The Wampanoag are known to have eaten smoked alewife as a staple winter food. They caught them in freshwater ponds such as the Mashpee and Herring Ponds during their migration from the seas to freshwater ponds to spawn. They used a net made of twine with a two-inch wide mesh. One such net was square-shaped with its edges and center fixed to a pole in order to lift it from the water. The net was fastened to stone sinkers to submerge it in the water. The Wampanoag preserved alewife for later use by salting them on a stream bank and placing them in a barrel for four days. They would then dry them for three days and then smoke them on a stick in a smoke house in which the smoke was produced by burning white oak, sugar maple and sweet fern .
1. Prins HEL: The Mi'kmaq: Resistance, Accommodation, and Cultural Survival, vol. Series: Case studies in Cultural Anthropology. Fort Worth: Harcourt Brace College Publishers; 1996.
2. Snow DR: Eastern Abenaki. In: Handbook of North American Indians, Volume 15: Northeast. edn. Edited by Trigger BG. Washington, DC: Smithsonian Institution; 1978: 137-139.
3. Speck FG, Dexter RW: Utilization of animals and plants by the Micmac Indians of New Brunswick. Journal of the Washington Academy of Sciences 1951, 41(8):250-259.

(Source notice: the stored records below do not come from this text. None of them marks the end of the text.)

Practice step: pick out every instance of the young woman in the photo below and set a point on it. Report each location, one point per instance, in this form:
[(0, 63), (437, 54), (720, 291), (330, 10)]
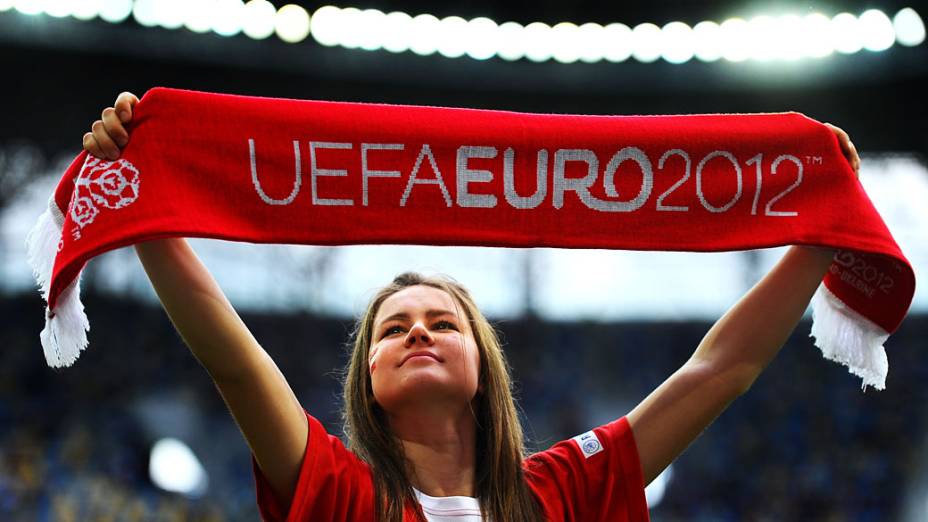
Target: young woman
[(429, 414)]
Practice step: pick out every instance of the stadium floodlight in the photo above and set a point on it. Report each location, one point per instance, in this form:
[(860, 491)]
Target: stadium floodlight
[(591, 42), (57, 8), (736, 40), (85, 9), (815, 30), (617, 38), (565, 42), (292, 23), (172, 466), (877, 29), (707, 41), (28, 7), (909, 27), (845, 33), (325, 25), (677, 42), (453, 42), (482, 39), (424, 33), (511, 46), (228, 17), (198, 16), (258, 19), (538, 42), (646, 42), (396, 31)]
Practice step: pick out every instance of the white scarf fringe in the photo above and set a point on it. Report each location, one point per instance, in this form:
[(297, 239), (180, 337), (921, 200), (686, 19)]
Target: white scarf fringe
[(65, 332), (848, 338)]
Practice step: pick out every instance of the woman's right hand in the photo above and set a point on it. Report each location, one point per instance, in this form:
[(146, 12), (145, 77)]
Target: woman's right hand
[(108, 135)]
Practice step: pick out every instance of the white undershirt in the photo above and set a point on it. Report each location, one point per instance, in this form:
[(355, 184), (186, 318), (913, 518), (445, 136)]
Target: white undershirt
[(449, 509)]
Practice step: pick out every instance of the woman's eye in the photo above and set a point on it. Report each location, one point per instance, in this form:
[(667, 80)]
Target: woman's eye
[(445, 324), (392, 330)]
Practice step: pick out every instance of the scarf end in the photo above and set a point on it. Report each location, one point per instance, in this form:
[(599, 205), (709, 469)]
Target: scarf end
[(65, 332), (846, 337), (41, 247)]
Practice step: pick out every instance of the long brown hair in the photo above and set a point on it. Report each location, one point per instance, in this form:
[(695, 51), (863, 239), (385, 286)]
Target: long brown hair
[(499, 482)]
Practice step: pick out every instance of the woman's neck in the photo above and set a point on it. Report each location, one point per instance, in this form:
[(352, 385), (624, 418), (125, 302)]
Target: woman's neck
[(439, 444)]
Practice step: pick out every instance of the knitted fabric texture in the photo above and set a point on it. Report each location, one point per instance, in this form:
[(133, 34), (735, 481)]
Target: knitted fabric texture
[(266, 170)]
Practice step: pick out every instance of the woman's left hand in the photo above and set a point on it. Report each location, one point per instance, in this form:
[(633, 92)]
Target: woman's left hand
[(847, 147)]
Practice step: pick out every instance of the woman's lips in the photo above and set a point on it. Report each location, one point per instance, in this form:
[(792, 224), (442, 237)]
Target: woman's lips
[(420, 354)]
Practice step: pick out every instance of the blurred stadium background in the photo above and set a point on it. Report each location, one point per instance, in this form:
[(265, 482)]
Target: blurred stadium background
[(135, 431)]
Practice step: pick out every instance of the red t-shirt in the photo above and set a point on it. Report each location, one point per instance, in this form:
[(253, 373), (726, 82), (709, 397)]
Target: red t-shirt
[(592, 477)]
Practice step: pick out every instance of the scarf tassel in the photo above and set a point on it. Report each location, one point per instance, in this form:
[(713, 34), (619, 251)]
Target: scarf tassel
[(65, 332), (846, 337)]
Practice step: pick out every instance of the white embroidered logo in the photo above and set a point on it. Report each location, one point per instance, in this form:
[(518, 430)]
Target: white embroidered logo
[(106, 184), (589, 444)]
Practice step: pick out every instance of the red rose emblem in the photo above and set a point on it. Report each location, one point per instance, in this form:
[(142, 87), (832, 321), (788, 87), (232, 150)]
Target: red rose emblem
[(106, 184)]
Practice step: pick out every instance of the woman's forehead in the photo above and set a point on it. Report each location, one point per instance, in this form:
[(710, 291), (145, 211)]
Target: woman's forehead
[(416, 298)]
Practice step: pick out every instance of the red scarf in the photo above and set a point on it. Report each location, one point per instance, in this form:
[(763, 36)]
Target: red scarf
[(268, 170)]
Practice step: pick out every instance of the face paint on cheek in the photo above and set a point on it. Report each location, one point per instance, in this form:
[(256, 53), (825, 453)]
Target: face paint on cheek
[(371, 361)]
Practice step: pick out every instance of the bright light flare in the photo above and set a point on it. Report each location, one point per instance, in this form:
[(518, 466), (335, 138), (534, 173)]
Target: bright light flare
[(258, 19), (172, 466), (909, 27), (292, 23), (877, 29)]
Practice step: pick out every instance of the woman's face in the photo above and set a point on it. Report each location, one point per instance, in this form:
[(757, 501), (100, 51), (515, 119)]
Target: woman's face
[(422, 350)]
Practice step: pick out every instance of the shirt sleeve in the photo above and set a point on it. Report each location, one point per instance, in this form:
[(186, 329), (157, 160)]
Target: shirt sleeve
[(334, 484), (595, 476)]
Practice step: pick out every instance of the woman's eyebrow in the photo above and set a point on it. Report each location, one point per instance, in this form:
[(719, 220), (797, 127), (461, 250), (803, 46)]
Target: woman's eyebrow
[(403, 316)]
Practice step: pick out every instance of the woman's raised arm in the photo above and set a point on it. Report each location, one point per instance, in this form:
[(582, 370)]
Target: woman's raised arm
[(257, 394), (732, 354)]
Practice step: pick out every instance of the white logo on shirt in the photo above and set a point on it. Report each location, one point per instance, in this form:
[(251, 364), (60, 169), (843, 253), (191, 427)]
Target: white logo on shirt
[(589, 444)]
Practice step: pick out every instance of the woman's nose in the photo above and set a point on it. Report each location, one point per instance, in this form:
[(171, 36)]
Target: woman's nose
[(419, 334)]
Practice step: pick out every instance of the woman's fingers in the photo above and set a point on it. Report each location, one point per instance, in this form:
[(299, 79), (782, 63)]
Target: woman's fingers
[(847, 147), (106, 144), (91, 146), (114, 127), (125, 104), (108, 134)]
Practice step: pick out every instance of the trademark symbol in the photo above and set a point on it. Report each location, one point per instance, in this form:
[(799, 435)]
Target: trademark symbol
[(813, 160)]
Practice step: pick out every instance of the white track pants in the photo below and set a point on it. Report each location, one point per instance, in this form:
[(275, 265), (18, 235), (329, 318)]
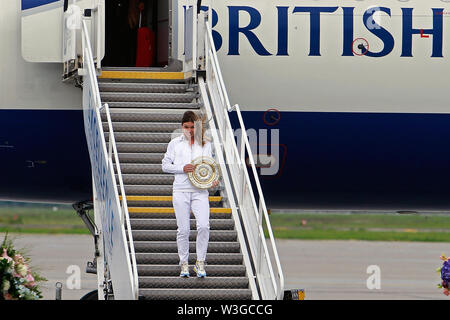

4. Stoddard NB: Micmac Foods, vol. re-printed from the Journal of Education February 1966. Halifax, Nova Scotia: Halifax Natural Science Museum; 1970.
5. Speck FG, Dexter RW: Utilization of marine life by the Wampanoag Indians of Massachusetts. Journal of the Washington Academy of Sciences 1948, 38(8):257-265.
The alewife (Alosa pseudoharengus) is a small searun fish occurring along the North American Atlantic coast, from Labrador to North Carolina, and migrating to freshwater to spawn, but some populations are landlocked and spend their entire life in freshwater, like in the Great Lakes. Those lake populations periodically undergo massive summer die-offs when carcasses invade the shores. Alewife are in the herring and shad family and are most closely related to the American shad (A. sapidissima). They are silvery and laterally-compressed with a single dorsal fin, a forked tail, no lateral line, obvious scales, and a unique dark spot at the eye-level behind the head. Searun alewife, reach up to 40 cm long and tend to be larger than landlocked one, rarely reaching more than 15 cm long.